Tapiwanashe Mangwiro

Senior Business Reporter

The Competition and Tariff Commission (CTC) approved three mergers in the fourth quarter of 2022, including the acquisition by CBZ Holdings (CBZ) of a majority interest in First Mutual Holdings Limited (FMHL) and OK Zimbabwe swoop for Food Lovers Market.

Zimbabwe Stock Exchange-listed financial services provider, CBZ, said the transaction was designed to create a pan – African bank starting with the merger with FMHL.

CBZ acquired 31,22 percent of FMHL from NSSA and according to the terms of the contract, the consideration being a blend of cash and a share swap under a 30/70 ratio. The rationale behind the share swap was to leverage CBZ’s strong share price on the Zimbabwe Stock Exchange and use it as currency for this transaction.

The bank’s management believes the transaction will unlock further value for existing shareholders and allow for more wealth creation.

CBZ also has the desire to become a regional player. The acquisition of FMHL is a key part of this process as the group has successfully established itself in other jurisdictions within SADC and the goal of this merger is to maximise shareholder value.

The bank also sees the merger as a way to gather the best financial talents in this country under one roof and use them to build and develop Zimbabwe as well as make the country a regional financial hub.

CTC said “Analysis showed that the merger might result in foreclosure, especially in the banking market and leads to a significant enhancement of CBZ bank’s market power, post-merger, as its deposits are likely to improve through the target’s input towards its sister company.

“In light of the above, the transaction was approved with the following conditions that CBZHL, its affiliates, and its successors in the title should allow its subsidiaries and those of FMHL to continue operating as separate entities and FMHL, its affiliates and its successors in the title should continue operating on non-discriminatory terms and conditions.”

CTC also noted that it had granted permission for OK Zimbabwe to acquire the franchising rights of Food Lovers Market in Zimbabwe.

Food Lover’s Market is a South African supermarket chain that operates franchised grocery stores and convenience stores in Southern Africa and in addition to Zimbabwe has other stores Botswana and Namibia.

Maxen Karombo, the group’s chief executive of OK Zimbabwe, told an analyst briefing in December last year that the company would have the Food Lovers territorial rights for the whole country except for the Greendale branch, which is under a different franchise arrangement.

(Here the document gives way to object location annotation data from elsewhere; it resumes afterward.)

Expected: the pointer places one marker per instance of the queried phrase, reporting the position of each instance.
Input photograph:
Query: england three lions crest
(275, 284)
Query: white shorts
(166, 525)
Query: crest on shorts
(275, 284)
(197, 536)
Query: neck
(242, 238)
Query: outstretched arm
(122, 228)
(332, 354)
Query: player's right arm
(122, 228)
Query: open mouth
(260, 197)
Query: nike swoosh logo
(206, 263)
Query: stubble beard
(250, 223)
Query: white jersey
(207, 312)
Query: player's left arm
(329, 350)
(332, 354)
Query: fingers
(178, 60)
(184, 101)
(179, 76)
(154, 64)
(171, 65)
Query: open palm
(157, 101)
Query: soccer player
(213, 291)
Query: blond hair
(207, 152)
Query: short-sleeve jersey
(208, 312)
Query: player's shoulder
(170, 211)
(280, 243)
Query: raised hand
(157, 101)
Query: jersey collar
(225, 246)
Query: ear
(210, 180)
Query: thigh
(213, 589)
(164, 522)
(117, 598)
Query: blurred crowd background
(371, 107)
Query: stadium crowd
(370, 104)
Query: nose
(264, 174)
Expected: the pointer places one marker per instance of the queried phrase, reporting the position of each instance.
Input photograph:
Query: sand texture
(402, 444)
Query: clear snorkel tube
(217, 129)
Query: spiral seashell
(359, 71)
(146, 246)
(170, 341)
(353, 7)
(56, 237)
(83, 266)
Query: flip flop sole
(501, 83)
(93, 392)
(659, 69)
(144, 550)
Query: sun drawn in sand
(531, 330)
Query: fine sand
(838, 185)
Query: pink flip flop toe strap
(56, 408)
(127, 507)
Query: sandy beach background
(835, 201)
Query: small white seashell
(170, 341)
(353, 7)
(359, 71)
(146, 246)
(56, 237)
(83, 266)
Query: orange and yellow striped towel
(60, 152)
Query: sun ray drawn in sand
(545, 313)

Mr Karombo said the Food Lovers Market franchise would give OK Zimbabwe a good space to grow in super-premium retail operations from the services and products that it will offer.

“We will have synergies across the group and have partnerships with local producers, suppliers and shoppers. We will be investing into this brand and we will look at new stores,” he said.

He noted that Zimbabwe was one of the growth areas of Food Lovers, which has 110 stores across the region. He said they have six eateries and 246 coffee outlets throughout the region servicing in excess of 380 000 customers per day.

Said CTC “Given the analysis and stakeholder concerns, the merger was approved on condition that: OKZL, its subsidiaries, affiliates, and successors-in-title shall, maintain or improve the existing trading agreement conditions with wholesalers and farmers that include inter-alia delivery and payment terms as well as procure at least 85 percent of its fruits and vegetable requirements from local farmers.”

OK was also requested to maintain or improve the existing employment contracts of Food Lovers Market employees at least for two years and not be involved in the approval process of franchising arrangements between Fruits and Vegetables City Holdings and other retailers.

In the quarter under review, the commission also endorsed the acquisition of Charles Stewart Day Old Chicks by Shanksville Farming. In August 2022, the commission received notification of the acquisition of the entire issued share capital of Charles Stewart by Shanksville.

Shanksville is a private investment holding entity incorporated in Zimbabwe and through its subsidiaries, Brand Agro and Sable Park Estates, produces, packages and distributes broiler chickens and chicken products, whereas Charles Stewart is a broiler and layer day-old chicks (DOC) producer.

ICTC said, “Given the analysis, the Commission noted likely effects of the merger on effective competition in the relevant market. In light of that, the Commission approved the transaction on the condition that: Charles Stewart its subsidiaries, affiliates and successors in title shall continue to supply layer DOC to its customers on non-discriminatory terms and conditions that include inter-alia prices, quality and delivery terms and submit to the Commission annually, a compliance report with regards to sales.”

In 2022, the CTC approved a total of 32 mergers and acquisitions with most of them coming in the second quarter.